Jail Mood and Roulette
Depending on your action in combat, but also during exploration, 3 different gauge of jail mood fills up. When one is filled, a roulette appears with a random effect, ranging from money to damage or buff and debuff. Some of these are incredibly strong. And this is where Mary Skelter’s design starts to shine. You have some classes that will increase the blood generated by enemies, and others that change how fast or how strong the roulette effect is. You enter a risk-reward loop where you will risk being in skelter more often, to activate their special powers and the roulette more often, at the cost of driving your team mad faster.
Nightmare
Nightmares are horrible monsters that break all the rules of the game. When the majority of the fights are random encounters, Nightmare appears physically in the dungeon and will chase you around. When this happens, the screen darkens, your minimap disappears and you have to escape! If he manages to corner you, you can fight him to give enough damage to stun him and get through them. But you can’t kill them! To kill them, you have to destroy the core of the dungeon first, which is of course, in the highest levels.
One very funny thing also is that while the game is turn-based, the Nightmare doesn’t care. If you take too long to make your turn, his turn will gradually come faster, skipping yours. This is extremely stressful as fights in Mary Skelter can go very fast from good to panic. And while this is fun, and works really well in making them terrifying enemies, at the end of the game, it boils down to how fast you can input your turn. It’s interesting, but not overwhelmingly so.
Character building
Each character has one of 5 archetypes giving access to 6 different classes (more with DLCs) with their own active and passive skills. It’s varied and we have some unique classes. In Mary Skelter 2 you can mix and match active and passive but in 1, only active. Since you’re supposed to play 1 after the 2 it feels like a downgrade.

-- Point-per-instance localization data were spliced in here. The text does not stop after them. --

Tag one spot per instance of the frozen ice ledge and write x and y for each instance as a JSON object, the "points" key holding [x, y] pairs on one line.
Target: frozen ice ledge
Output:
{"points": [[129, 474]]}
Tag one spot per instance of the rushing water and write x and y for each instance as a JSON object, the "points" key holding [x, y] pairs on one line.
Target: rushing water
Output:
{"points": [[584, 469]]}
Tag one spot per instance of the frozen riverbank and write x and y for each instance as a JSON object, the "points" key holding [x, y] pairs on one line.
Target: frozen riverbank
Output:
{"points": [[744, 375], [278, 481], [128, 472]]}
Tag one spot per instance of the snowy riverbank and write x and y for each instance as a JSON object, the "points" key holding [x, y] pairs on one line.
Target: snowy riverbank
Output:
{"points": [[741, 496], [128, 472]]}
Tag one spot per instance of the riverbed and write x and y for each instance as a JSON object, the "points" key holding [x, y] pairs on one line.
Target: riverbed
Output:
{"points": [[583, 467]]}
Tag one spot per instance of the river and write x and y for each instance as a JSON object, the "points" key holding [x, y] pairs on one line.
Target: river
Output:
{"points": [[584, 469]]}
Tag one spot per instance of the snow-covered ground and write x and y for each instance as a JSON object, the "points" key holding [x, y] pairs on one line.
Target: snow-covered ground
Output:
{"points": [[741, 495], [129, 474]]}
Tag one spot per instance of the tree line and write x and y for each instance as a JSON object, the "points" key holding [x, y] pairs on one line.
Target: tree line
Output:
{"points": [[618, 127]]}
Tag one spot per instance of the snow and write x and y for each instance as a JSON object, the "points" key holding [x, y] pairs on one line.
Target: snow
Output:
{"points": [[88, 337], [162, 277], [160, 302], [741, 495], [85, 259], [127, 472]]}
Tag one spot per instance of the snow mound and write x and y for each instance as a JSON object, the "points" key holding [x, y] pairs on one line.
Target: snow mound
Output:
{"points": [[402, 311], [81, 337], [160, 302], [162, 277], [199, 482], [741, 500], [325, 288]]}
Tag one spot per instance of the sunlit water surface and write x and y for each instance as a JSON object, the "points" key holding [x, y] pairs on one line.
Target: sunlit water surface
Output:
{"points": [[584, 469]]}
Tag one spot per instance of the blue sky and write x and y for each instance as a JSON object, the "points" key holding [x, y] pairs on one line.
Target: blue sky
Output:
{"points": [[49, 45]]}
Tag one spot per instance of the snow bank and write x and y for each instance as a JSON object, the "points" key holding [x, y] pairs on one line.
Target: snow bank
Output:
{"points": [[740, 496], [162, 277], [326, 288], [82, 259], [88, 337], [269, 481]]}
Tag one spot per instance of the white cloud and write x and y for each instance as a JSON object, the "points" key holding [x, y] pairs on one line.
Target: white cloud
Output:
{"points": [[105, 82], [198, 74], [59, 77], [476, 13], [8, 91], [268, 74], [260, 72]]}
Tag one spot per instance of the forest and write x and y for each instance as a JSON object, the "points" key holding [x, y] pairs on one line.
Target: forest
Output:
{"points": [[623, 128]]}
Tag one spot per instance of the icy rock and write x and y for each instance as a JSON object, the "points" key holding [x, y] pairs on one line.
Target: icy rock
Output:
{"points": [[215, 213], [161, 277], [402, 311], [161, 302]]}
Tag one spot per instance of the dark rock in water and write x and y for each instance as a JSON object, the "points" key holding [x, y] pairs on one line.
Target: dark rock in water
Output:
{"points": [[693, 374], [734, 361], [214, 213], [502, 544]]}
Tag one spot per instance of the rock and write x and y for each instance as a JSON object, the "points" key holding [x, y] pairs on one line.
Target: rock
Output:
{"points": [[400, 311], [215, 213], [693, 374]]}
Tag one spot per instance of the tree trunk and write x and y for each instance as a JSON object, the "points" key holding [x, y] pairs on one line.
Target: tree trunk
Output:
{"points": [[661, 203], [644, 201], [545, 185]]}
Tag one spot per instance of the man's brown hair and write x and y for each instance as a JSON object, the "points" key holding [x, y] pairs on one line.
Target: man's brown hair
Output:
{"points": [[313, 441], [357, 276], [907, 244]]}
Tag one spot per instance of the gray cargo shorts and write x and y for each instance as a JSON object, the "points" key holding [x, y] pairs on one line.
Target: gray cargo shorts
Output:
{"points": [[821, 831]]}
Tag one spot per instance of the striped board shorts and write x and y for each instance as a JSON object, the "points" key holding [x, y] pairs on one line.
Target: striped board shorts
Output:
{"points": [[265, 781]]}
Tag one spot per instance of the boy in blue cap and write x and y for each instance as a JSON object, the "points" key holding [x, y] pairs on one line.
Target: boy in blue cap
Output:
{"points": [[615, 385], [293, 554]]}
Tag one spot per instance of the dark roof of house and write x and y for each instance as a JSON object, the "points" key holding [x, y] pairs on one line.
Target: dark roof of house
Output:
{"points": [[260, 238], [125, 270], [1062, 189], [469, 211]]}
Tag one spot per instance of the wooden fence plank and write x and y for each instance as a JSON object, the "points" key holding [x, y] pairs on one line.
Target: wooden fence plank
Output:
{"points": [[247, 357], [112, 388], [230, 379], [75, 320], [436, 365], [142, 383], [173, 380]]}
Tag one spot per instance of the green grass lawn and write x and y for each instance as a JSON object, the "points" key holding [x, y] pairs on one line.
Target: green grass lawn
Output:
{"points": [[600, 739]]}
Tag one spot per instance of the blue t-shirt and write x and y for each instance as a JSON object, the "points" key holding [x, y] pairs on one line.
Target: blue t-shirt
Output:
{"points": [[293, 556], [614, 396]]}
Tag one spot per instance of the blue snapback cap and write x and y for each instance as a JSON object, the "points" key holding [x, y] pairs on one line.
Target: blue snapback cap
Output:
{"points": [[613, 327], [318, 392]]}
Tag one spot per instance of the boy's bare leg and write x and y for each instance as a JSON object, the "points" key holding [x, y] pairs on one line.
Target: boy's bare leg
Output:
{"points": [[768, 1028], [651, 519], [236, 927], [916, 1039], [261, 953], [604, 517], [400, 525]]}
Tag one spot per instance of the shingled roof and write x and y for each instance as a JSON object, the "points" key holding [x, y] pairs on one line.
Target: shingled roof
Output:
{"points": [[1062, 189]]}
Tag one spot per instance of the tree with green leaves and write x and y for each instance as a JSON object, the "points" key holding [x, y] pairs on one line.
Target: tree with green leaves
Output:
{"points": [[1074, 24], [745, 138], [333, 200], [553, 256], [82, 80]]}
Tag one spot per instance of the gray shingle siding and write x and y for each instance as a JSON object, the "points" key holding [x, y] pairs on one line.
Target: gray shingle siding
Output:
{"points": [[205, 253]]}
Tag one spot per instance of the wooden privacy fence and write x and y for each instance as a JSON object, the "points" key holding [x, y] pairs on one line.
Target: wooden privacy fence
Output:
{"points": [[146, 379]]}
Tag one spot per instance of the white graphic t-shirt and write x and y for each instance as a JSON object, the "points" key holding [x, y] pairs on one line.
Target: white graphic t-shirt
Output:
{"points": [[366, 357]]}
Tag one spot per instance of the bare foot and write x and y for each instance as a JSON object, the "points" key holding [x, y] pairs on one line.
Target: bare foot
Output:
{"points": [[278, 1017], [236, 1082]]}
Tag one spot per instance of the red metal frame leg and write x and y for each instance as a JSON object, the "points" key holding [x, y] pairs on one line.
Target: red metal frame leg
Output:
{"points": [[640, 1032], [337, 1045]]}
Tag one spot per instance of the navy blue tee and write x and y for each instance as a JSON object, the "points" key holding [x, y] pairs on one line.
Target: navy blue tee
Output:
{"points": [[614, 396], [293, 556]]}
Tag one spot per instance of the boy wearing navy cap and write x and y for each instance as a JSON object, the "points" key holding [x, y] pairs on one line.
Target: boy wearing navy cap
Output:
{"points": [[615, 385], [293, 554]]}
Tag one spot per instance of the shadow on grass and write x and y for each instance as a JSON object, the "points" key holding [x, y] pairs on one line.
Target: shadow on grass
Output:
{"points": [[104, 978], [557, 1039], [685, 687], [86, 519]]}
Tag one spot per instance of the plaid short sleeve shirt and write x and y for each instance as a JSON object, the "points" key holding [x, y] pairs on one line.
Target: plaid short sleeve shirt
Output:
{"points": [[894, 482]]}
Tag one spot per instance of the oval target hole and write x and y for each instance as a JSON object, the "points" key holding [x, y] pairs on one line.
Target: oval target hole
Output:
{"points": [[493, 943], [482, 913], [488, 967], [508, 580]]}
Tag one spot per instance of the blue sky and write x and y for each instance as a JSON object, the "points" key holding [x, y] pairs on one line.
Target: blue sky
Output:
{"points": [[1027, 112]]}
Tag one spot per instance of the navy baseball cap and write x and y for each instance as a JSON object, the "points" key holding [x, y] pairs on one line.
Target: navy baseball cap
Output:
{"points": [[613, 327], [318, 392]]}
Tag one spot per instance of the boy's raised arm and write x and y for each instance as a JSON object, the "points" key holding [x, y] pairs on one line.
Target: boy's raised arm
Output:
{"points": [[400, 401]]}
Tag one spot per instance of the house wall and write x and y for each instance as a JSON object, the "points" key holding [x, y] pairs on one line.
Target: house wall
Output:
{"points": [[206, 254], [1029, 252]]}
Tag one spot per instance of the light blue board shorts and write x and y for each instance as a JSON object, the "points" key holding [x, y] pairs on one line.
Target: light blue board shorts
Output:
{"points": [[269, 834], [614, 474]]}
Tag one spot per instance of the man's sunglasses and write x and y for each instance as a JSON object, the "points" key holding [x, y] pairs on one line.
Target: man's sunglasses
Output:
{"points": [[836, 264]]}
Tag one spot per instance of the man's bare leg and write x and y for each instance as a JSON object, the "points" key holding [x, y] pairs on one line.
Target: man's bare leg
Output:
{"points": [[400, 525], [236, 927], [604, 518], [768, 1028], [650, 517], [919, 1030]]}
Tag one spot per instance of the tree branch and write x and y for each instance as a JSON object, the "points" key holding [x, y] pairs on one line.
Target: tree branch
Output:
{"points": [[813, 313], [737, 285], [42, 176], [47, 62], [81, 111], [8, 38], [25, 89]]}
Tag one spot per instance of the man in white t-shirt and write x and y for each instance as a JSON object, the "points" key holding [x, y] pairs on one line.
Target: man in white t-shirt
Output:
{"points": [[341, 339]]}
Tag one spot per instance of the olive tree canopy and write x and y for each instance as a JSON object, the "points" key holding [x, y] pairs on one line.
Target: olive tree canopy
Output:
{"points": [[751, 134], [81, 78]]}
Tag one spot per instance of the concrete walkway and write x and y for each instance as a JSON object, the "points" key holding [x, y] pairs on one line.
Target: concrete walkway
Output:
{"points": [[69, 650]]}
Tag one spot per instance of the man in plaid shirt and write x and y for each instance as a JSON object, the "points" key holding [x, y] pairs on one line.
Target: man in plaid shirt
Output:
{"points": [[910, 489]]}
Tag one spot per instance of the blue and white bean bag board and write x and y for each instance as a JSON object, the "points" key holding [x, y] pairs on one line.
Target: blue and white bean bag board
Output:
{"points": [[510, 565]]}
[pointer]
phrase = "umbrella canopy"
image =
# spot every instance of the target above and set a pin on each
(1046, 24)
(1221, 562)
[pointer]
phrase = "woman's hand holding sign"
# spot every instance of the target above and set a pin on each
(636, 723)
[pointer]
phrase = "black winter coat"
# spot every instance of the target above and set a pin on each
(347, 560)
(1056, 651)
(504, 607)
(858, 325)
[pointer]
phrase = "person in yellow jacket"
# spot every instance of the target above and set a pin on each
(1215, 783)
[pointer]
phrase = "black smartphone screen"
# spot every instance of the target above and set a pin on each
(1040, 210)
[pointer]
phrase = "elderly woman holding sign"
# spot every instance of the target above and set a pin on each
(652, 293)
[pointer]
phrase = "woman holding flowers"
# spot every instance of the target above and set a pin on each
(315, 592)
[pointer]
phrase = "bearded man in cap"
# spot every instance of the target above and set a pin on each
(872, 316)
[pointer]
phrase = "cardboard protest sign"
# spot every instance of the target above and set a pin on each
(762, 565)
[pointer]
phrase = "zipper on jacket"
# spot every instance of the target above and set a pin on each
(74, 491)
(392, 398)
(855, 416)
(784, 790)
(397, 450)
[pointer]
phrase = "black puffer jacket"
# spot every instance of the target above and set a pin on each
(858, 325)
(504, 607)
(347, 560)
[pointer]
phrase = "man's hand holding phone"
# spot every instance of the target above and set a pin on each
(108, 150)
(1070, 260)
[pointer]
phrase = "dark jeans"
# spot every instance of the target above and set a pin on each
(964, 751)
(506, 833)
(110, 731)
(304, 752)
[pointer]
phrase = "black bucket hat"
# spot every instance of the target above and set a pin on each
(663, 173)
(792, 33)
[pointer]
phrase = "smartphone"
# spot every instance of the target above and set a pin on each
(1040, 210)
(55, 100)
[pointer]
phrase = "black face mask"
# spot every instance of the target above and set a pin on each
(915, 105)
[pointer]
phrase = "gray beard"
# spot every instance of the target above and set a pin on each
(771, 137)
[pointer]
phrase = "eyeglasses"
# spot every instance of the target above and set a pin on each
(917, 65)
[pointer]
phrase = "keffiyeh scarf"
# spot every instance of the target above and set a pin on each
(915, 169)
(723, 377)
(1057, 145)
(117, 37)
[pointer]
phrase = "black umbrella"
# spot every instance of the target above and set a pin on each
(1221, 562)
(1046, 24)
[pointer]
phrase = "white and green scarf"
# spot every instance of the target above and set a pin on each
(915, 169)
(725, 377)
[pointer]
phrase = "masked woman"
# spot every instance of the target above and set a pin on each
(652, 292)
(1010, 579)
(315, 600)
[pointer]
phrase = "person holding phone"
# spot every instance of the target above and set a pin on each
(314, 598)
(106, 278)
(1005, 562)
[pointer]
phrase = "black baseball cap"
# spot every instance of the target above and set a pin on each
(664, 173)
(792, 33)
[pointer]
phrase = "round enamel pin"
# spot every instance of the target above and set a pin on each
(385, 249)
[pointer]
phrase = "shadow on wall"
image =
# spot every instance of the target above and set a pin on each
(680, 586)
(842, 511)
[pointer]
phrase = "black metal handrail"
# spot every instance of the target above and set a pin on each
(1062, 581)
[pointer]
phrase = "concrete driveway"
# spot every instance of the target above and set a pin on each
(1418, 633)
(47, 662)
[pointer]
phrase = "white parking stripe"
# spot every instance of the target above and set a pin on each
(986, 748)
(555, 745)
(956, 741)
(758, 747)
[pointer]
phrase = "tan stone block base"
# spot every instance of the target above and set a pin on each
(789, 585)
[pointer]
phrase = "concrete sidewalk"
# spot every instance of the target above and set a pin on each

Gear is pretty important and unfortunately pretty random. Playing in normal, I never had to farm for gear in both games, but there are certainly numerous times I had to choose the right skills, or the right equipment for boss fights, or for enemies that just hit too hard. Although it seems like there is a lot of freedom for building your party, I wonder if there is truly a variety of different possibilities for it.
Summary
Finishing the two games took me way over 100h but I did enjoy my time and felt proud while finishing it. If you do not enjoy cute girls, there are probably better dungeons to crawl than this one. If it’s to your taste, you will find games that deliver a solid experience and much more, with several small novels and a third opus available on console but soon ported to PC as well. After finishing a couple other crawlers, I know I will come back to with the third opus eventually.